Somewhere between ten and twenty years after the Roman invasion, a fort was built at the mouth of the River Loughor. The fort, known as Leucarum, was used as a garrison and housed a regiment of troops from the Auxilia: a non-citizen corps of the Imperial Roman Army. It was made up of troops who weren’t Roman but came from countries under Roman Empire rule. It may well have contained Welsh and English troops and even barbarians.
The Leucarum was a trapezoid shape – it had sloping sides. By the year 110 stone defences had been added to the ditch that surrounded the fort. It was occupied until sometime between the middle and end of the first century. Once it was abandoned the ditch silted up and by the third century had become fully covered. It was brought back into use by the third century to defend against possible Irish raiders, but by the 4th century it was finally abandoned altogether. A Norman castle was eventually built upon the site, which was an ideal location for defending against invasion.
The fort may have been surrounded by a civil settlement but there is no evidence of what this settlement may have been like.
The site of Leucarum is under Loughor town. Little evidence of the fort exists today and the only items excavated from the site include iron nails and glass, which are kept at Swansea Museum.

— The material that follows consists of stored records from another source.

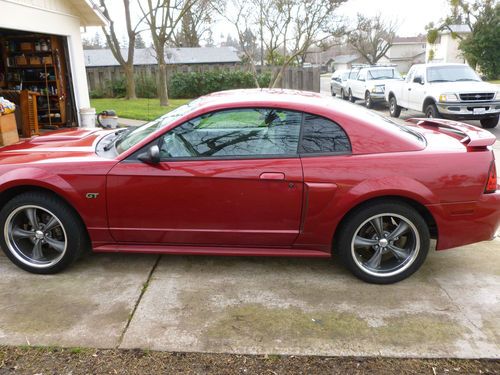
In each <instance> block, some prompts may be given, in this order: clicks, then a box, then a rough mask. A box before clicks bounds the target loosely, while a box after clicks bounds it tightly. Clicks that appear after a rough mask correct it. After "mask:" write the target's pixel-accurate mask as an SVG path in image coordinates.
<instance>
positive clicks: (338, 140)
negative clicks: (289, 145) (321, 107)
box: [299, 114, 351, 154]
mask: <svg viewBox="0 0 500 375" xmlns="http://www.w3.org/2000/svg"><path fill="white" fill-rule="evenodd" d="M350 152H351V143H350V141H349V137H348V136H347V134H346V132H345V131H344V129H342V128H341V127H340V125H338V124H336V123H335V122H333V121H331V120H328V119H326V118H324V117H320V116H316V115H311V114H305V115H304V124H303V128H302V139H301V143H300V148H299V153H301V154H325V153H328V154H330V153H342V154H345V153H350Z"/></svg>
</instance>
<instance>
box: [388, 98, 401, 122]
mask: <svg viewBox="0 0 500 375" xmlns="http://www.w3.org/2000/svg"><path fill="white" fill-rule="evenodd" d="M389 114H390V115H391V117H396V118H398V117H399V115H400V114H401V107H400V106H399V105H398V102H397V100H396V97H395V96H391V98H390V99H389Z"/></svg>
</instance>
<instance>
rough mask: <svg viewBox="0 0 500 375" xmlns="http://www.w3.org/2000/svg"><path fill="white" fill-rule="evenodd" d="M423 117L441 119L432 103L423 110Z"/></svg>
mask: <svg viewBox="0 0 500 375" xmlns="http://www.w3.org/2000/svg"><path fill="white" fill-rule="evenodd" d="M425 117H427V118H441V114H440V113H439V111H438V110H437V107H436V105H435V104H434V103H431V104H429V105H428V106H427V107H426V108H425Z"/></svg>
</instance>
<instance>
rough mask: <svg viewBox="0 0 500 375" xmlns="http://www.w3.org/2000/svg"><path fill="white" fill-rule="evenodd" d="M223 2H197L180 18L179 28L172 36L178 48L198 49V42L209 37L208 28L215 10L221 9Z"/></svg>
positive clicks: (208, 31)
mask: <svg viewBox="0 0 500 375" xmlns="http://www.w3.org/2000/svg"><path fill="white" fill-rule="evenodd" d="M223 8H224V1H223V0H198V1H197V2H195V3H194V4H193V6H192V7H191V8H190V9H188V10H187V11H186V13H185V14H184V16H183V17H182V22H181V28H180V30H179V31H178V32H176V33H175V34H174V35H173V38H174V41H173V42H174V44H175V45H176V46H178V47H199V46H200V41H201V40H203V39H207V38H209V37H211V35H210V33H211V31H210V26H211V25H212V23H213V22H214V18H213V14H214V13H215V12H216V9H223Z"/></svg>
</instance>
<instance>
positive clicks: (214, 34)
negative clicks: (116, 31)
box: [84, 0, 448, 44]
mask: <svg viewBox="0 0 500 375" xmlns="http://www.w3.org/2000/svg"><path fill="white" fill-rule="evenodd" d="M108 3H110V4H111V5H110V12H111V17H113V19H114V21H115V25H116V27H117V29H118V30H122V32H123V34H124V33H125V27H124V18H125V17H124V14H123V11H122V9H121V4H122V1H120V0H112V1H108ZM131 3H132V4H133V3H134V2H131ZM139 12H140V11H139V9H134V11H133V12H132V14H137V15H138V14H139ZM338 12H339V14H341V15H344V16H345V17H349V18H351V19H354V18H355V17H356V14H357V13H361V14H364V15H366V16H375V15H376V14H378V13H380V14H381V15H382V16H383V17H384V19H387V20H392V21H396V22H397V24H398V25H399V29H398V35H399V36H416V35H418V34H420V33H424V32H425V29H424V28H425V25H427V24H428V23H429V22H431V21H434V22H436V21H439V19H441V18H443V17H445V16H446V14H447V12H448V1H447V0H418V1H415V0H349V1H348V2H347V3H345V4H344V5H342V6H341V7H340V9H339V10H338ZM96 30H99V28H93V27H89V28H87V32H86V33H85V34H84V37H86V38H91V37H93V36H94V34H95V32H96ZM212 30H213V39H214V42H215V43H216V44H217V43H219V42H220V41H221V40H220V38H221V34H223V35H224V40H225V37H226V36H227V34H228V33H231V34H232V35H233V37H235V36H236V32H235V31H234V30H231V25H228V24H227V23H224V22H222V21H220V22H218V23H216V24H215V25H214V26H213V27H212ZM142 36H143V38H144V40H146V42H147V43H148V44H149V41H150V37H149V36H148V33H147V31H146V32H144V33H142Z"/></svg>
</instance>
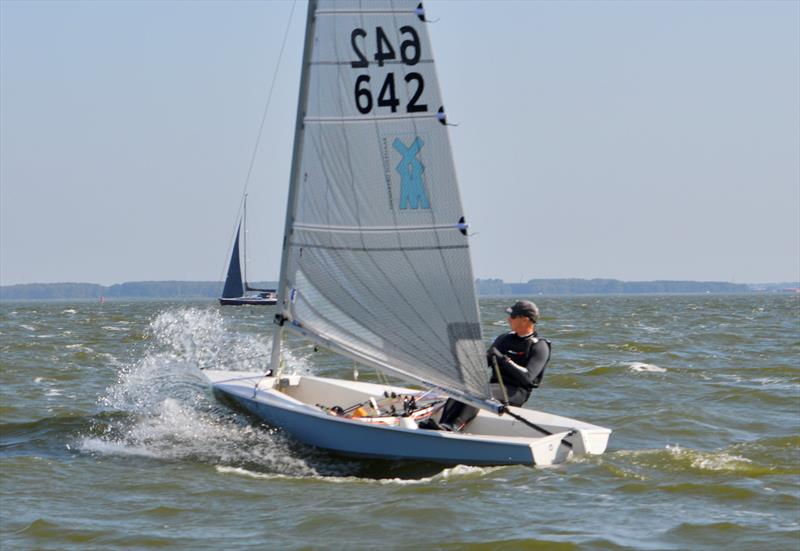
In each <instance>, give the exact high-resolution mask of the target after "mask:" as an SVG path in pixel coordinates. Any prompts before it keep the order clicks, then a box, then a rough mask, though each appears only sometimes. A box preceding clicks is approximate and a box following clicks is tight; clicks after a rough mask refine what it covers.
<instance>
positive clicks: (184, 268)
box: [0, 0, 800, 284]
mask: <svg viewBox="0 0 800 551" xmlns="http://www.w3.org/2000/svg"><path fill="white" fill-rule="evenodd" d="M291 6H292V4H291V1H284V0H275V1H250V2H210V1H204V2H199V1H198V2H155V1H149V2H148V1H134V2H122V1H114V2H112V1H108V2H102V1H91V2H70V1H66V0H59V1H57V2H44V1H38V2H17V1H8V0H2V1H0V79H1V80H0V282H2V283H3V284H14V283H28V282H55V281H87V282H94V283H103V284H111V283H118V282H123V281H133V280H163V279H187V280H212V279H220V278H221V277H222V273H223V267H224V265H225V263H226V261H227V256H228V254H229V250H228V247H229V244H230V242H231V238H232V233H233V231H234V226H235V224H236V214H237V209H238V204H239V201H240V197H241V192H242V189H243V184H244V180H245V175H246V173H247V168H248V165H249V162H250V157H251V155H252V152H253V147H254V144H255V140H256V135H257V133H258V128H259V123H260V120H261V113H262V110H263V107H264V102H265V99H266V96H267V91H268V90H269V86H270V83H271V80H272V75H273V70H274V67H275V63H276V60H277V55H278V51H279V49H280V44H281V40H282V37H283V33H284V30H285V28H286V24H287V20H288V16H289V12H290V9H291ZM426 8H427V12H428V17H429V18H430V19H433V20H438V21H437V22H435V23H432V24H431V25H430V35H431V41H432V43H433V49H434V53H435V56H436V63H437V70H438V74H439V79H440V84H441V89H442V93H443V97H444V103H445V106H446V107H447V112H448V120H449V121H450V122H453V123H457V124H458V125H459V126H458V127H454V128H451V134H450V135H451V139H452V143H453V152H454V156H455V161H456V166H457V168H458V177H459V182H460V185H461V191H462V199H463V201H464V208H465V213H466V216H467V220H468V221H469V222H470V224H471V230H472V231H474V232H477V234H476V235H474V236H473V238H472V240H471V245H472V255H473V264H474V267H475V275H476V276H477V277H482V278H486V277H499V278H503V279H505V280H507V281H520V280H528V279H531V278H540V277H585V278H591V277H612V278H619V279H626V280H649V279H702V280H723V281H731V280H733V281H736V282H762V281H788V280H797V279H800V2H798V1H778V2H725V1H712V2H688V1H686V2H677V1H676V2H651V1H648V2H635V1H624V2H522V1H519V2H462V1H449V2H445V1H438V2H434V1H429V2H426ZM305 11H306V4H305V2H303V1H298V4H297V6H296V8H295V14H294V18H293V19H292V25H291V30H290V34H289V37H288V42H287V46H286V52H285V54H284V58H283V62H282V65H281V70H280V72H279V75H278V79H277V81H276V86H275V93H274V97H273V99H272V105H271V107H270V110H269V113H268V116H267V122H266V127H265V135H264V138H263V139H262V141H261V145H260V148H259V150H258V155H257V158H256V163H255V166H254V170H253V175H252V178H251V183H250V186H249V191H250V199H249V206H250V208H249V222H250V228H249V229H250V232H249V234H248V238H249V246H248V249H249V254H250V260H251V261H250V263H249V268H248V271H249V274H250V276H251V278H250V279H276V278H277V275H278V269H279V264H280V242H281V239H282V233H283V223H284V216H285V212H284V211H285V204H286V192H287V185H288V174H289V160H290V157H291V146H292V134H293V130H294V128H293V124H294V116H295V110H296V103H297V88H298V83H299V70H300V57H301V53H302V40H303V37H302V34H303V27H304V23H305V22H304V18H305Z"/></svg>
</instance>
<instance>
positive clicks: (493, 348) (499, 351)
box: [486, 346, 506, 365]
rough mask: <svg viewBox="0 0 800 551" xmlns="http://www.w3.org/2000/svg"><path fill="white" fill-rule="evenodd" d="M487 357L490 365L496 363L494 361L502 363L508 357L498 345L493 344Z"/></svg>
mask: <svg viewBox="0 0 800 551" xmlns="http://www.w3.org/2000/svg"><path fill="white" fill-rule="evenodd" d="M486 359H487V360H489V365H494V362H497V363H501V362H502V361H503V360H505V359H506V357H505V356H504V355H503V354H502V353H501V352H500V351H499V350H498V349H497V347H496V346H493V347H491V348H490V349H489V352H487V353H486Z"/></svg>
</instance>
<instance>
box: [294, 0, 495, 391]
mask: <svg viewBox="0 0 800 551" xmlns="http://www.w3.org/2000/svg"><path fill="white" fill-rule="evenodd" d="M307 28H308V29H311V32H313V33H314V34H313V38H312V40H311V41H307V43H306V48H309V46H311V51H310V54H309V52H308V51H307V53H306V62H307V63H306V65H305V66H304V68H303V70H304V83H303V84H302V85H301V95H300V97H301V105H300V107H299V109H300V110H301V113H304V115H303V120H302V126H300V125H298V132H299V133H300V135H299V137H298V138H297V139H296V145H295V148H296V149H295V156H297V155H298V154H299V155H300V157H299V159H298V158H295V161H294V169H293V178H292V180H293V181H292V182H291V186H292V190H291V191H290V200H289V212H288V213H287V226H286V228H287V235H286V237H285V240H284V258H283V261H282V270H281V289H282V291H283V292H282V293H281V296H280V297H279V301H280V302H279V309H280V310H279V311H280V312H281V314H279V316H284V317H285V320H287V321H289V322H290V326H294V327H295V328H299V327H302V329H303V330H304V331H306V332H308V333H311V334H312V335H313V336H317V337H319V338H320V339H323V340H324V341H327V342H328V343H330V344H333V345H335V346H334V347H335V349H338V350H339V351H343V352H346V353H347V354H348V355H349V356H351V357H355V358H357V359H359V360H361V361H363V362H365V363H366V364H367V365H372V366H377V367H379V368H382V369H385V370H388V371H392V372H394V373H396V374H400V375H401V376H404V377H406V378H411V379H414V380H417V381H420V382H423V383H426V384H429V385H435V386H438V387H441V388H442V389H444V390H445V391H447V392H448V393H450V394H451V395H454V396H458V397H462V398H468V399H471V401H473V402H480V401H486V400H489V399H490V393H489V388H488V383H487V380H488V371H487V367H486V363H485V362H486V360H485V355H484V346H483V341H482V338H481V329H480V323H479V314H478V306H477V301H476V298H475V290H474V280H473V274H472V265H471V262H470V255H469V247H468V243H467V236H466V224H465V223H464V218H463V216H464V214H463V212H462V207H461V199H460V197H459V192H458V185H457V182H456V174H455V167H454V164H453V158H452V153H451V148H450V140H449V137H448V128H447V126H446V125H445V119H444V109H443V104H442V99H441V94H440V91H439V84H438V80H437V78H436V71H435V65H434V62H433V54H432V52H431V44H430V40H429V38H428V30H427V23H425V21H424V15H423V13H422V9H421V5H419V4H418V3H417V2H415V1H414V2H412V1H400V0H394V1H390V0H384V1H378V0H370V1H369V2H366V1H364V2H359V1H336V2H334V1H330V0H320V1H319V2H313V1H312V5H311V6H309V24H308V27H307ZM308 61H310V63H308ZM302 88H305V90H303V89H302ZM303 100H305V101H303ZM484 405H488V404H486V402H484ZM489 407H491V406H489Z"/></svg>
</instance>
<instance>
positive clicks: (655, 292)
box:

A second Roman fort existed at Neath as a crossing place for the river (known to the Romans as the River Nedd). The fort was called Nido or Nidum and was built sometime around AD 70. It was the beginning of the settlement that eventually grew into the town of Neath.
The main economy of Gower during the Roman period was agriculture. This meant that outside of the Roman forts and settlements, it’s very likely that life continued as normal for the local people.